Trenerzy uczą się za granicą
Na rynku pojawiło się sporo szkoleń dla trenerów. Jednak przedstawiciele renomowanych firm twierdzą, że nie prezentują one właściwego poziomu.
Oferta szkoleń dla trenerów jest coraz bogatsza. Jednak zdania na temat jakości propozycji są w branży podzielone. Lepiej jest ze szkoleniami dotyczącymi sztuki prezentacji czy przemawiania. Jednak treningów typu „komunikacja dla trenerów” praktycznie nikt nie organizuje.
— Nie wiem, gdzie w Polsce można się nauczyć mowy ciała — to, co ja widziałam na konferencjach, treningach i seminariach, było bardzo kiepskie — mówi Małgorzata Kossowska z krakowskiej firmy Sedlak & Sedlak.
Wiele firm sięga po metody zastępcze. Mowy ciała uczą aktorzy teatralni i mimowie, intonacji i dykcji — dziennikarze radiowi.

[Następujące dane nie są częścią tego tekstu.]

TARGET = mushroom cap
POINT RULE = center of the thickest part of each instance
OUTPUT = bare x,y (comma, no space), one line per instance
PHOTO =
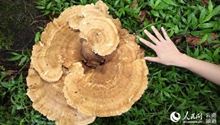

Oddziały międzynarodowych firm dokształcają szkoleniowców w centralach na Zachodzie. Większość z nich ma specjalne, wewnętrzne szkoły trenerskie. Czy jednak można uczyć mowy ciała trenera z Polski i z Hiszpanii na jednym treningu? W tych krajach istnieją różne kultury, a więc i inna jest mowa ciała.
— Można szkolić razem ludzi z państw europejskich, są to podobne kraje — uważa Agnieszka Polska z AchieveGlobal.
Duże i średnie polskie firmy szkoleniowe wysyłają trenerów na kursy związane z psychologią. Najgorzej jest z małymi firmami, w których na etatach pracuje kilka osób. Korzystają one często z niesprawdzonych trenerów zewnętrznych. Ci zaś uczą się mowy ciała wyłącznie z książek. Jednak większość specjalistów jest zgodna: umiejętności szkoleniowców będą wzrastać.